Euro zone finance ministers met on Monday to work out the details of a deal hammered out by their leaders to bolster their bailout fund and ease the terms on aid to Greece amid a positive reaction from financial markets.

The ministers are putting the finishing touches to a comprehensive package of measures outlined early on Saturday, aimed at ending the year-old sovereign debt crisis and preventing any new problems.

The measures that euro zone leaders agreed on still need formal approval at the next EU summit on March 24-25, but they seem to address most of the markets' concerns.

We are on a good path to achieving everything by the EU summit at the end of March... making the necessary decisions in a way that everything is in place so that the confidence of the financial markets in the stability and sustainability of the euro is indeed further cemented, German Finance Minister Wolfgang Schaeuble told reporters on entering the meeting.

Market reaction to the deal was positive on Monday. Greek/German 10-year yield spreads were 54 basis points narrower on the day at 915 bps. The yield on the benchmark Portuguese 10-year bond fell to 7.60 percent at 1243 GMT (8:43 a.m. EDT) from 7.87 percent on Friday.

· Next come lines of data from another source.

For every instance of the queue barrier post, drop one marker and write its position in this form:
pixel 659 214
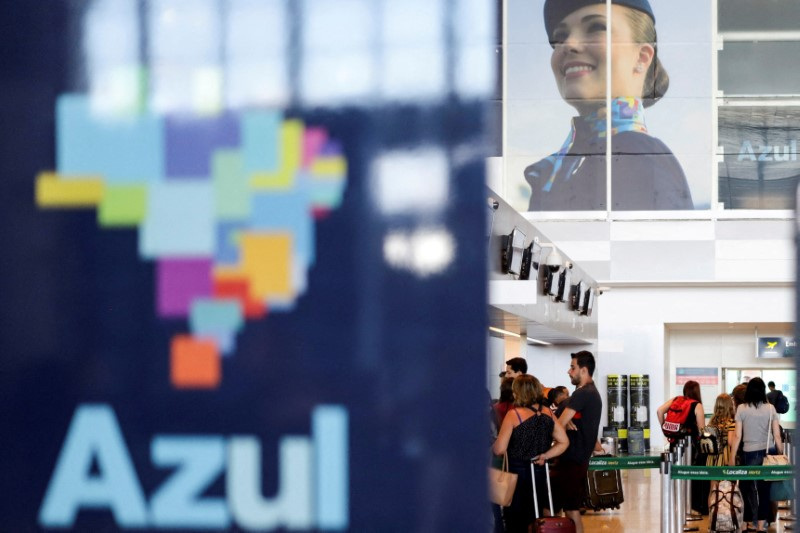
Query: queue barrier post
pixel 788 448
pixel 687 460
pixel 678 489
pixel 666 493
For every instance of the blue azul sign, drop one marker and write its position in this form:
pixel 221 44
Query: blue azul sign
pixel 233 273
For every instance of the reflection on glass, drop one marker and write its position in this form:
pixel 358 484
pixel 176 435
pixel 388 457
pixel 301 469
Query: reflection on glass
pixel 759 169
pixel 338 60
pixel 410 181
pixel 412 41
pixel 256 46
pixel 111 46
pixel 645 173
pixel 184 55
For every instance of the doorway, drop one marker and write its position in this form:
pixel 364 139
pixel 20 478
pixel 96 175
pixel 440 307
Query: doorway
pixel 784 379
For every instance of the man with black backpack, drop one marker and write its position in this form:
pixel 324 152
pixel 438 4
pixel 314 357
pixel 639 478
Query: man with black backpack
pixel 777 398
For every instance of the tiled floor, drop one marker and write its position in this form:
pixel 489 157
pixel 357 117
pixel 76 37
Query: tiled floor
pixel 641 511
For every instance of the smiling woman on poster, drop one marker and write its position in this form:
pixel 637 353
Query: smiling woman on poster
pixel 646 175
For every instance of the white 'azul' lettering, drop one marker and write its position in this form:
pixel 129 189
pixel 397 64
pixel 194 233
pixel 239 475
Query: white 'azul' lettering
pixel 177 502
pixel 768 152
pixel 312 477
pixel 94 435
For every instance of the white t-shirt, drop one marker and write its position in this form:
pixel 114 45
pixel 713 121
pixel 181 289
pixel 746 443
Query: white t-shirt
pixel 755 422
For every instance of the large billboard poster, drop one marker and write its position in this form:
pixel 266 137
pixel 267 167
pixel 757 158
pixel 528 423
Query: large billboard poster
pixel 660 154
pixel 230 287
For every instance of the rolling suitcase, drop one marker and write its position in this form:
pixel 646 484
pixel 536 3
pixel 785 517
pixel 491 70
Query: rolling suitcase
pixel 548 524
pixel 604 490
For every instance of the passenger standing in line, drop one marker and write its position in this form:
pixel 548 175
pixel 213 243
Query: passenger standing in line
pixel 516 366
pixel 506 400
pixel 581 419
pixel 755 419
pixel 694 423
pixel 723 421
pixel 529 431
pixel 737 394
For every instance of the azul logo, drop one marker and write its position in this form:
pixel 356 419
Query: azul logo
pixel 312 475
pixel 768 152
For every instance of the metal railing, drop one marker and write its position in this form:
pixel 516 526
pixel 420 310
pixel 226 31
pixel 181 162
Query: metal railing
pixel 677 472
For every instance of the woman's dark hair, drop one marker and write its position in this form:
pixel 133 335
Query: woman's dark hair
pixel 656 82
pixel 738 394
pixel 506 394
pixel 691 389
pixel 756 392
pixel 527 390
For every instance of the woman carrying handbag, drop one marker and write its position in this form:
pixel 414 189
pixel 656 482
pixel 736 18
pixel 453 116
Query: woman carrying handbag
pixel 755 420
pixel 528 430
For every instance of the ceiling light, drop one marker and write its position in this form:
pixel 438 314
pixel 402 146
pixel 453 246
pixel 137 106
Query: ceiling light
pixel 504 332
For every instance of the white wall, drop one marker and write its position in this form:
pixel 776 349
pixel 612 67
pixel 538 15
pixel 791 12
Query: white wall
pixel 633 325
pixel 548 363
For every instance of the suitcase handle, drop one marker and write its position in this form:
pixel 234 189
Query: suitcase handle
pixel 533 482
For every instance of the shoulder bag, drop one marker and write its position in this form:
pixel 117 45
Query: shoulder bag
pixel 773 460
pixel 502 484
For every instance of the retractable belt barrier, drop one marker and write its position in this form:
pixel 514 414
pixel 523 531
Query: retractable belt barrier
pixel 750 473
pixel 675 473
pixel 633 462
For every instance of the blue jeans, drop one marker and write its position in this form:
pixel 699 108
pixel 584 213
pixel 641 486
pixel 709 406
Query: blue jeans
pixel 756 493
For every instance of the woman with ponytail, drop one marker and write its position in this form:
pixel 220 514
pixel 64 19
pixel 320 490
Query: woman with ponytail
pixel 645 173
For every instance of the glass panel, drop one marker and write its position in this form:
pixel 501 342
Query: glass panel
pixel 747 15
pixel 555 154
pixel 661 144
pixel 760 68
pixel 759 169
pixel 661 162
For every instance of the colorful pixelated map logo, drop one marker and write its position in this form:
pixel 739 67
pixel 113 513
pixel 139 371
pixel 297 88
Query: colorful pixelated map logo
pixel 224 204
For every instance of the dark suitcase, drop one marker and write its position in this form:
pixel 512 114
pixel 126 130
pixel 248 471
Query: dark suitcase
pixel 548 524
pixel 604 490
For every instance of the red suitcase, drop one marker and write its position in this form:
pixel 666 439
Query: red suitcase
pixel 548 524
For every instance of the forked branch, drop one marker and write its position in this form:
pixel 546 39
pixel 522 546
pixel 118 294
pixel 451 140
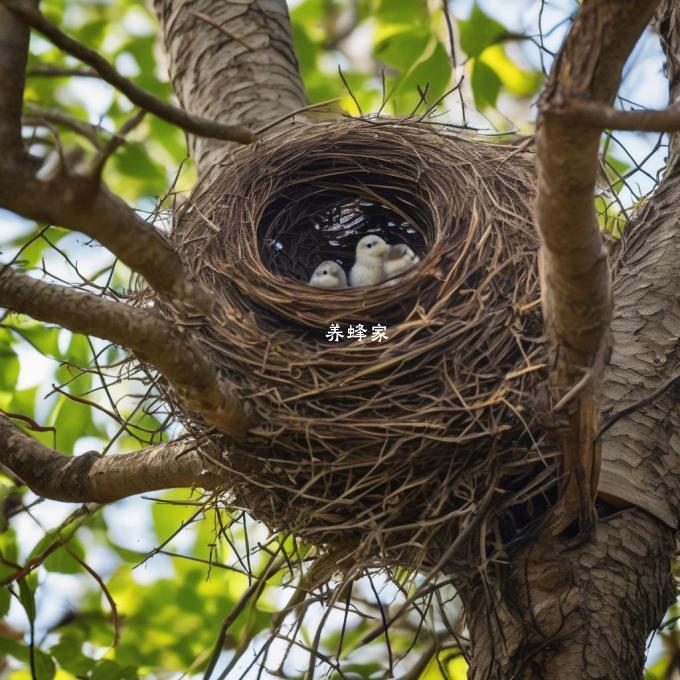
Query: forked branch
pixel 575 277
pixel 93 478
pixel 153 340
pixel 82 203
pixel 193 124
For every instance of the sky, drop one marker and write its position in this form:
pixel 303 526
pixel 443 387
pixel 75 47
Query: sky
pixel 130 522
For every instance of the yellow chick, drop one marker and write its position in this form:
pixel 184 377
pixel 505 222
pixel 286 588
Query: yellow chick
pixel 330 275
pixel 368 267
pixel 399 260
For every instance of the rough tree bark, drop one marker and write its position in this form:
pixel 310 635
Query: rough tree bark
pixel 233 62
pixel 561 611
pixel 586 611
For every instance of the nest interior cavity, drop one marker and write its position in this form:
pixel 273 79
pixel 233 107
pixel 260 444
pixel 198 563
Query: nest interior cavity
pixel 390 452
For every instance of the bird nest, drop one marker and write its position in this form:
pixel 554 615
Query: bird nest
pixel 418 444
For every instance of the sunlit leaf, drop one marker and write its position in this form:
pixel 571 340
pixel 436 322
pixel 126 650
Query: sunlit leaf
pixel 478 32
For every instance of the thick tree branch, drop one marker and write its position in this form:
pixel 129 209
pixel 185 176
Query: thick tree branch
pixel 82 203
pixel 93 478
pixel 76 202
pixel 575 276
pixel 193 124
pixel 14 36
pixel 153 339
pixel 231 61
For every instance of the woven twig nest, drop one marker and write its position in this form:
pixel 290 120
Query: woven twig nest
pixel 386 451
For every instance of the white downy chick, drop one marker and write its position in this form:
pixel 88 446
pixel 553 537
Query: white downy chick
pixel 368 267
pixel 399 260
pixel 330 275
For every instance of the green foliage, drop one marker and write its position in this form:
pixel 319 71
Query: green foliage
pixel 169 616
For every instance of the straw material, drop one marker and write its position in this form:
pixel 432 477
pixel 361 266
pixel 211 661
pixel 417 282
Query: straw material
pixel 382 452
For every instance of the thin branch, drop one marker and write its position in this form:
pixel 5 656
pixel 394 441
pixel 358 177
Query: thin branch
pixel 172 114
pixel 92 478
pixel 59 72
pixel 604 117
pixel 35 115
pixel 575 275
pixel 153 340
pixel 82 203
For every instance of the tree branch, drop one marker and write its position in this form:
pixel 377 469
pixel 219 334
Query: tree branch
pixel 231 61
pixel 76 202
pixel 153 340
pixel 193 124
pixel 606 118
pixel 14 37
pixel 82 203
pixel 575 276
pixel 93 478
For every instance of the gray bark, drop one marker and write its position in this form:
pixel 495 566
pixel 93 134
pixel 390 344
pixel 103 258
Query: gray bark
pixel 248 79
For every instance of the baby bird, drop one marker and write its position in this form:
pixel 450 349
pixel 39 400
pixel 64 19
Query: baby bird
pixel 329 274
pixel 368 267
pixel 399 260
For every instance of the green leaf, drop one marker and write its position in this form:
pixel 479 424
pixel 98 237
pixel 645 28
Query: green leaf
pixel 26 596
pixel 9 369
pixel 478 32
pixel 62 562
pixel 5 600
pixel 485 84
pixel 45 668
pixel 106 669
pixel 402 11
pixel 69 653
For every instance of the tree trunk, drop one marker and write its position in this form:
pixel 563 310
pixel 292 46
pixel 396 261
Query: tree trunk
pixel 574 614
pixel 231 62
pixel 565 612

In our view (the leaders') agreement, relative to the dampened expectations of the last few weeks, provides good momentum for a solution to EMU's structural issues, said Gilles Moec, economist at Deutsche Bank.

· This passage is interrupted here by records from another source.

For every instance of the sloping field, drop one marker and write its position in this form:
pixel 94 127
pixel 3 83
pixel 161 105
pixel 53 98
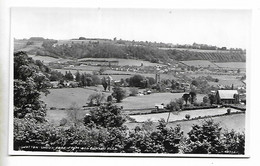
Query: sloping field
pixel 64 98
pixel 45 59
pixel 149 101
pixel 229 122
pixel 199 63
pixel 232 65
pixel 124 62
pixel 181 115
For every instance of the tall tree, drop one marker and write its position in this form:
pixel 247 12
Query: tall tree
pixel 118 93
pixel 192 96
pixel 186 97
pixel 29 83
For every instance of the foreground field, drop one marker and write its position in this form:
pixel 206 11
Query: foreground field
pixel 181 115
pixel 64 98
pixel 149 101
pixel 229 122
pixel 232 65
pixel 125 62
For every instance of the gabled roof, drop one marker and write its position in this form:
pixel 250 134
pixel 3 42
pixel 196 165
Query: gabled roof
pixel 227 94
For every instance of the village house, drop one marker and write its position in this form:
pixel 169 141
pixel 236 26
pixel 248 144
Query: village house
pixel 226 96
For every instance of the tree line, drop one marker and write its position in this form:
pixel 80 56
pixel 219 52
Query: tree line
pixel 144 52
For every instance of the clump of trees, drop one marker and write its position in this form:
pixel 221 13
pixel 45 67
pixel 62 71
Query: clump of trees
pixel 29 82
pixel 207 138
pixel 118 93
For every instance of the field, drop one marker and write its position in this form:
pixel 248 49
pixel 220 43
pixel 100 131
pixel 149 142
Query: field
pixel 181 115
pixel 232 65
pixel 149 101
pixel 125 62
pixel 199 63
pixel 229 122
pixel 45 59
pixel 64 98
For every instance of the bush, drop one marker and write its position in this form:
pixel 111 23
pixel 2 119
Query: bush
pixel 205 139
pixel 187 116
pixel 96 99
pixel 228 111
pixel 106 116
pixel 63 122
pixel 109 98
pixel 118 93
pixel 133 91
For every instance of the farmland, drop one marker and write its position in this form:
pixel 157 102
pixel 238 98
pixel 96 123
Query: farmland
pixel 64 98
pixel 230 122
pixel 45 59
pixel 232 65
pixel 149 101
pixel 199 63
pixel 181 115
pixel 125 62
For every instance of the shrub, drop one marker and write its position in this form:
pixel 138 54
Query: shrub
pixel 234 142
pixel 109 98
pixel 187 116
pixel 107 115
pixel 118 93
pixel 63 122
pixel 96 99
pixel 205 139
pixel 133 91
pixel 228 111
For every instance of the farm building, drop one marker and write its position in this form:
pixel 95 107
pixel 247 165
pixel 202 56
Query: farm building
pixel 226 96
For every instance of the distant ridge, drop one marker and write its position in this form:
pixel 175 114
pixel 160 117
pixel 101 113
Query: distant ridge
pixel 106 48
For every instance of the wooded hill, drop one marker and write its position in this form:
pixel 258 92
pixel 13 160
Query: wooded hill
pixel 152 52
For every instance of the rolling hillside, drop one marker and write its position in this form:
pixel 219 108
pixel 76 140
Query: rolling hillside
pixel 111 49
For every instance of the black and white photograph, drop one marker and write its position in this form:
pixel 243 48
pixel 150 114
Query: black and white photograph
pixel 129 82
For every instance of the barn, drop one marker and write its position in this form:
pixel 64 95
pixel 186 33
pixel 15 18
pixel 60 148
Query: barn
pixel 226 96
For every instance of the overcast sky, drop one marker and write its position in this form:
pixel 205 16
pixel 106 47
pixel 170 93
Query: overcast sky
pixel 229 28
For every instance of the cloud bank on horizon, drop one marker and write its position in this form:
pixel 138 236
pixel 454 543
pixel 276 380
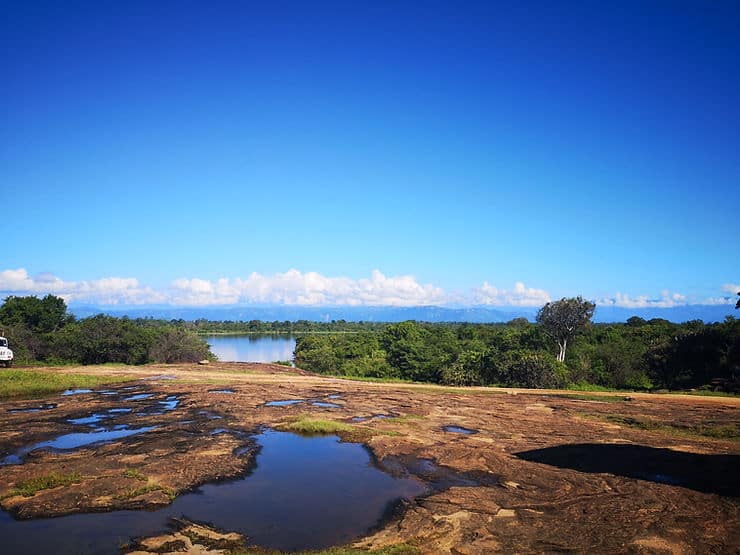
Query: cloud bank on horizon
pixel 313 289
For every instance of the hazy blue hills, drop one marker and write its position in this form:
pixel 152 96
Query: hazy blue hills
pixel 479 314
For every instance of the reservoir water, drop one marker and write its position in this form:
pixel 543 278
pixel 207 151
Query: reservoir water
pixel 252 348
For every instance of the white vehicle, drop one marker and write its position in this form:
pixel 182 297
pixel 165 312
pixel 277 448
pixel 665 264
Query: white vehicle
pixel 6 355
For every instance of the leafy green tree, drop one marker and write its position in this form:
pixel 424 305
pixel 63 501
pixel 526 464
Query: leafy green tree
pixel 468 369
pixel 563 319
pixel 178 345
pixel 532 370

However, a lot still needs to be fleshed out within the next two weeks, and the absence of a deal on Ireland is a disappointment, he said.

While euro zone leaders cut the interest rate on their bilateral loans to Greece by 100 basis points and more than doubled their maturity to 7.5 years, Ireland did not get a cut in borrowing costs because it did not want to discuss harmonizing the corporate tax base.

WAYS AND MEANS

The leaders agreed in their midnight talks on Friday that the effective lending capacity of the euro zone rescue fund, the European Financial Stability Facility (EFSF), should be raised from the current 250 billion euros to the nominal value of 440 billion euros.

The effective capacity of the EFSF is currently lower than the nominal value because not all euro zone countries issuing guarantees have the triple A rating that the fund wants.

The ministers are now discussing how to achieve the higher lending capacity -- either via raised guarantees for EFSF borrowing by all euro zone members, or by a mix of higher guarantees and capital injections into the fund.

The guarantees, on a pro rata basis, now stand at 120 percent of a country's share in the capital of the European Central Bank.

The ministers will also have to decide how to implement other changes to the fund agreed by the leaders -- allowing the EFSF to buy bonds of distressed sovereigns at primary bond auctions and lowering the interest rate charged for the loans.

Perhaps the most important development is the willingness to lower the interest rates on the EFSF loans, Nick Kounis, economist at ABN Amro, wrote in a research note.

The interest rate, together with the primary budget balance and economic growth, is crucial to the government debt outlook and hence the solvency of particular governments, he said.

Euro zone leaders agreed that the new EFSF interest rate should be lowered to better take into account debt sustainability of the recipient countries, while remaining above the funding costs of the facility, with an adequate mark-up for risk, and in line with the IMF pricing principles.

The ministers will be joined later on Monday by finance ministers from the 10 European Union countries that do not use the euro. Together they will discuss the technical aspects of setting up the successor to the EFSF, the European Stability Mechanism (ESM), which will become operational in mid-2013.

They will discuss the mix of paid-in capital, callable capital and guarantees that will back the ESM's 500 billion euro effective lending capacity, and on the timetable for paying it.

The ESM will provide help to euro zone countries that are solvent but have liquidity problems, after a unanimous decision by euro zone countries and on the basis of a debt sustainability assessment by the European Commission, the IMF and the ECB.

Like the EFSF, the ESM will be able to intervene in the primary bond market and the price of its loans will be in line with IMF pricing principles.

But if the IMF and the Commission decide a country's debt is unsustainable, the government will have to negotiate a debt restructuring deal with its creditors.

To facilitate that, euro zone bonds issued from mid-2013 will carry collective action clauses that prevent minority bond holders from blocking a restructuring deal for the majority.

EU finance ministers will end their day with a discussion on tougher EU budget rules and a mechanism to monitor and correct macro-economic imbalances in the single currency area.